Finanz-Start-ups sorgen für Furore. In diesem Jahr könnten sie den Massenmarkt erobern – auch durch Schützenhilfe von Apple & Co.

Mittwoch ist Kolumnentag bei WirtschaftsWoche Gründer: Heute schreibt wieder Julian Heck. Er ist Journalist und auf medienjournalistische und digitale Themen spezialisiert und beleuchtet bei uns die boomende FinTech-Branche.

Von Julian Heck

Die Zeit der Nische ist vorbei. Im vergangenen Jahr hat FinTech für so viel Aufmerksamkeit gesorgt wie nie zuvor. Die Digitalisierung des Finanzwesens treibt nicht mehr nur einzelne Start-ups um, sondern eine ganze Reihe von jungen Unternehmen. Selbst die bis dato innovationsfaulen Banken scheinen 2015 aus ihrem Dämmerschlaf erwacht zu sein. Es braucht keinen Blick in die Glaskugel, um zu prognostizieren: In diesem Jahr wird FinTech ein noch größeres Thema – womöglich sogar eines der größten Themen in der Start-up-Landschaft.
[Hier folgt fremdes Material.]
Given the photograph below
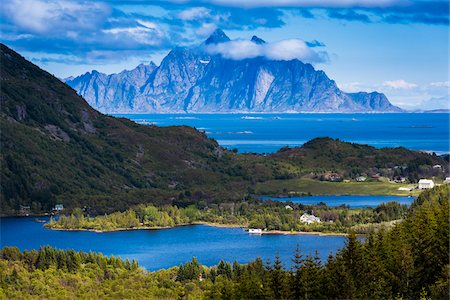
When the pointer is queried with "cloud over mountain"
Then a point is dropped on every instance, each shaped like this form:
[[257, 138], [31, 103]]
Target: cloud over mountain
[[287, 49]]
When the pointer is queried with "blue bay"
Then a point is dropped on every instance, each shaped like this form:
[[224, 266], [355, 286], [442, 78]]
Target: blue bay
[[165, 248], [267, 133]]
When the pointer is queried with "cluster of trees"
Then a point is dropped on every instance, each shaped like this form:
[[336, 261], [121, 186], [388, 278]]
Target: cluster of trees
[[270, 215], [410, 261]]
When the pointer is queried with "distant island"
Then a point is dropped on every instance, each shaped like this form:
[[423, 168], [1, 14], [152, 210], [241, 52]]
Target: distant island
[[198, 80]]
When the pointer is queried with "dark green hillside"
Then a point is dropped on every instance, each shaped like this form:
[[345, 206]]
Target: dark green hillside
[[54, 146], [410, 261], [351, 160], [56, 149]]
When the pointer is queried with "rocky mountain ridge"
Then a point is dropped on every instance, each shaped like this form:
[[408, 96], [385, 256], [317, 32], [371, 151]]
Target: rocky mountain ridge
[[190, 80]]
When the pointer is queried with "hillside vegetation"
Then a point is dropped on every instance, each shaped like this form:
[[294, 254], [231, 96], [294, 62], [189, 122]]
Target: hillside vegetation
[[56, 149], [410, 261]]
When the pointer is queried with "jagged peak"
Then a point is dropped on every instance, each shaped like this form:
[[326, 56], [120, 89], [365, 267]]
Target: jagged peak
[[218, 36], [257, 40]]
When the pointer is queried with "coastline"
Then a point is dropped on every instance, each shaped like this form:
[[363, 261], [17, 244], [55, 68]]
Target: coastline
[[219, 225]]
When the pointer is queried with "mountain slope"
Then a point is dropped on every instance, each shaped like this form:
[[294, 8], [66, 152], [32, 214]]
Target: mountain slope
[[55, 147], [191, 80]]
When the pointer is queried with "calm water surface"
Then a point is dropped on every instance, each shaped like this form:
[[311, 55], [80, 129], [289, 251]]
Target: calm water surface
[[266, 133], [352, 201], [156, 249]]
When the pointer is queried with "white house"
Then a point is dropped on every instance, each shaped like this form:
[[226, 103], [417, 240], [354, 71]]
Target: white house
[[361, 178], [425, 184], [59, 207], [309, 219]]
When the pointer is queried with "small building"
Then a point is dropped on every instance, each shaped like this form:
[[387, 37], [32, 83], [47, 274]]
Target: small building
[[25, 210], [425, 184], [405, 189], [58, 207], [361, 178], [309, 219]]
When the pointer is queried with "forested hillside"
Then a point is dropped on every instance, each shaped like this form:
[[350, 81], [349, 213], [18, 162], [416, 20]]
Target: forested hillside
[[411, 261], [56, 149]]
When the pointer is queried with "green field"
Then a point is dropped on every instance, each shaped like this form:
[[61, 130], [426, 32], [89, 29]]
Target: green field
[[315, 187]]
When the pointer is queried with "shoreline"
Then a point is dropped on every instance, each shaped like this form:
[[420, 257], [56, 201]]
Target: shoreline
[[218, 225]]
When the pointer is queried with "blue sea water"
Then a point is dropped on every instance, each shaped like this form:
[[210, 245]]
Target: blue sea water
[[157, 249], [352, 201], [267, 133]]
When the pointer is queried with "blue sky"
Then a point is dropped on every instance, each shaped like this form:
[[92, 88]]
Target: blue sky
[[398, 47]]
Immerhin ist FinTech inzwischen ein Begriff, der nicht mehr immer und überall ein großes Fragezeichen erzeugt – auch außerhalb der Branche. Start-ups versuchen mit ihren digitalen Finanz-Lösungen den Massenmarkt zu erreichen. 2015 hat es Werbung für die digitale Geldanlage ins Fernsehen geschafft, genauso wie Apps zur Verwaltung von Versicherungen. Start-ups wollen ein auf den ersten Blick komplexes Thema mit einfachen, übersichtlichen und schnellen Tools an den Mann beziehungsweise an die Frau bringen.

Insbesondere von der Insurance-Sparte dürfen wir 2016 einen großen Sprung erwarten, weil Versicherungsmanager-Apps wie Knip oder GetSafe einen hohen Nutzwert für Kunden haben können – nämlich Übersicht, die ansonsten oft fehlt.

Einfachheit, Übersicht und Schnelligkeit sind auch Kernelemente für Banking-Apps. Allen voran Number26 kann auf ein erfolgreiches Jahr zurückblicken: Die Nutzerzahl steigt, die Expansion ins Ausland schreitet voran und der Funktionsumfang wird stetig erweitert, darunter unter anderem das kostenlose Geldabheben dank einer Kooperation mit Barzahlen (wiederum ein Start-up mit Positivschlagzeilen) und die Einführung der Maestro-Karte, ohne die es in Deutschland (noch) schlecht aussieht.

Wenn sich Number26 in diesem Jahr nicht total blöd anstellt, könnte es einmal mehr das Vorzeige-Start-up der deutschen FinTech-Szene sein – und das könnte Deutschland gut gebrauchen im Hinblick auf die starke Tech-Konkurrenz aus den USA.